Among the general methods for promoting the activity and stability of electrooxidation catalysts, including forming a protection layer, constructing superaerophobic nanoarrays, and doping heteroatoms, the doping strategy is the most facile and feasible due to its convenience and adjustability.1416 It has been reported that the unique electronic structure of rare earth elements enables highly active outermost f electrons and second-outermost d electrons, making them outstanding dopants.17,18 Recently, rare earth element-doped materials have greatly increased the catalytic activity, energy conversion, and storage efficiency in multitudinous fields.1922 MnO2 is particularly suitable as a catalytic material for electrooxidation due to its low price, eco-friendliness, and abundant resources.2325 Moreover, the electron configuration of manganese in MnO2 is 3d54s2, showing five electrons in unsaturated d orbitals, which is easy to electronically modulate and thus improves the catalytic activity and stability.26,27 Therefore, rare earth element-doped MnO2 is supposed to be a promising candidate for the EOC process to produce formamide but has rarely been reported.

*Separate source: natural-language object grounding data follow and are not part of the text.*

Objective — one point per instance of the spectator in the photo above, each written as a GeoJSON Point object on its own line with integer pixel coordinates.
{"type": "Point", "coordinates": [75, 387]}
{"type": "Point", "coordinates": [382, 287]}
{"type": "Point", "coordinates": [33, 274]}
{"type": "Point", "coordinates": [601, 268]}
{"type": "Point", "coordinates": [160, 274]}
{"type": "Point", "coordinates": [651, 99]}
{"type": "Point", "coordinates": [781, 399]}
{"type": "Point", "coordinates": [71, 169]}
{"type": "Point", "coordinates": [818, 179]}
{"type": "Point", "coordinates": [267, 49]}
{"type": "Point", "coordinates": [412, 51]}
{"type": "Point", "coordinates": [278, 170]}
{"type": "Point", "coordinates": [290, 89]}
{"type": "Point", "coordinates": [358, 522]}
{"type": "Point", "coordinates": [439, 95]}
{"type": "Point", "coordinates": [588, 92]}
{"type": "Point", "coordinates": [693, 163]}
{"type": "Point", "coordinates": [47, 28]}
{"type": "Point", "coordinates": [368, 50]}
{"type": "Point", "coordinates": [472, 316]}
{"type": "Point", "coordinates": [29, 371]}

Herein, various rare earth element-doped MnO2 catalysts were synthesized by the pyrolysis method and used as electrooxidation catalysts for the C–N coupling of methanol and ammonia through the EOC process to synthesize formamide, among which Pr-doped MnO2 (1%Pr-MnO2) showed the best performance and stability enhancement. The optimized formamide production Faradaic efficiency (FE) and yield were 22.63% and 211.32 μmol cm–2 h–1, respectively, which were able to maintain stability for more than 8 h. The key intermediates in the reaction process were captured by electrochemical online differential mass spectrometry (DEMS) and in situ attenuated total reflection Fourier transform infrared spectroscopy (ATR-FTIR). A reasonable reaction path was deduced. Our work not only demonstrates an efficient and stable non-noble catalyst for formamide electrosynthesis but also provides new insight into the application of rare earth metals as dopants to enhance the activity and stability of TM materials in electrooxidation reactions.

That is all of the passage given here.